Since the “Comcast call from hell” surfaced, we’ve all had a lot of fun maligning the company for something we’ve long known about it. Comcast is a monopoly that will, quite literally, force you into using its services.

It’s not as if this spectacularly horrible example of Comcast’s business practices is a diamond in the rough; we each have our own Comcast horror stories. From the impossibly inconvenient “we’ll be there sometime between 10am and 4pm” appointment slots we’ve all gotten stuck with to the calls about spiking prices that make no sense (“Oh, you didn’t want to keep HBO after the free trial?”), we’ve all experienced the “call from hell” in some way.

Now, Comcast’s call script for retaining customers has been leaked, and a similar field day is being had. And while I in no way want to defend Comcast, I unfortunately must. Because there is absolutely nothing wrong with this manual.

I was a “caller” in college. You know those people from your alma mater who dial you up, try and get all personal, and then ask you to give back to the school? I was one of them. And I loved it. I was great at it, so great that I was eventually promoted to Supervisor—and part of my job was not only to implement the script when I called people, but to help write it.

There’s a psychology to talking to people on the phone and getting your way. Cynics might call this manipulation, but I thought of it as healthy debate: I knew the person on the other end of the line, in nearly every case, did not want to talk to me and did not want to give me money, and I was going to convince them that the opposite of these things was true. And I was very, very good at it.

Parts of the script are still burned into my brain. Sometimes I see them when I close my eyes at night. I can easily still picture the call tree ("Yes? Go to Updates. No? Ask for more information.") page. 

"Hi, this is Molly and I'm a student at the University of Oregon! I'm calling today because we're just getting in touch with alumni who graduated from the ______ department and letting them know some of the progress being made. I also wanted to just update your information really quick: Are you still at ______ on ______ in ______ , ______? Great! So it says here that you graduated from the Biology department—one of my roommates is a Biology major now! What made you originally pick that major?" 

And from there, away we went. If he balked and tried to get off the phone, I had plenty of tips in the script to divert him back. 

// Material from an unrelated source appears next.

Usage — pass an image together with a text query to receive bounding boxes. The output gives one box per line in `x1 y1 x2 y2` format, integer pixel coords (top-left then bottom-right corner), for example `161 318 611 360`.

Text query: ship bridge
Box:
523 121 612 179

The script we used was like the backbone to our calls; calls often veered off the script, depending on who was on the other end, but we had a basic structure. Can you imagine a phone call with a stranger in which money-handling was involved and just winging it? Likely not; so yes, someone whose job requires them to sell a service or product to another person uses a script. My script, like Comcast’s, included pieces like “overcoming objections” and “updates and progress,” factors meant to engage and entice people (much like Comcast’s part of the call where someone tells you about all its features).

If someone told me he didn’t want to give because the school had discontinued his major, I would tell him about how it’d actually been rolled into a new program so that students could gain a more varied education in his field—and how that program was actually trying to raise funds for its own dedicated library on campus. (See what I did there?) If someone said she had no money, I would point out that you could give as little as $10 a month for a year, which can help a student struggling to buy books. 

We also had a list of acceptable reasons to “close” a call without getting a donation. If we had a wrong number, it was OK to end the call, but only if we’d verified with the person this was indeed the wrong number. When I tell people this, they’re usually irate—but no, hanging up on me isn’t good enough. I need to ask if you are Ms. Melanie Johnston at 389 Hemlock Drive. No? You aren’t? I’m so sorry, we’ll take you right off the list! Lie to me if you want, it doesn’t matter; that’s all it takes to get out of this. Other options in the software that I remember that popped up when processing a “no give” call were things like “in graduate school,” “out of country,” or simply “not this year.”

Yes, sometimes the things that “get you out of call” were arbitrary, and sure, you can think it’s stupid that the script required me to ask you three times for money (which, FYI, was very effective). But what seemed stupid to me, the person who was paid to do this, is that we both knew this call was going to end, we just had to get through the prescribed routine together. And still, people rage over all this. 

We all follow scripts for work (some of us more literally than others). There are forms for performance reviews and catchphrases you’re required to hit in pitch meetings. Teachers repeat the same lessons every year; doctors literally follow scripts with their patients.

If you want to hate Comcast because you’ve had bad experiences as a customer, I don’t blame you. But don’t cling to this detail in particular, because while what I was doing (raising money for higher education) is more noble than a monopoly that peddles cable and Internet at exorbitant prices, a call script is one of the things I would argue humanizes Comcast’s business.

And honestly, after the listening to the phone call that brought us all here, would you really want a Comcast rep winging it?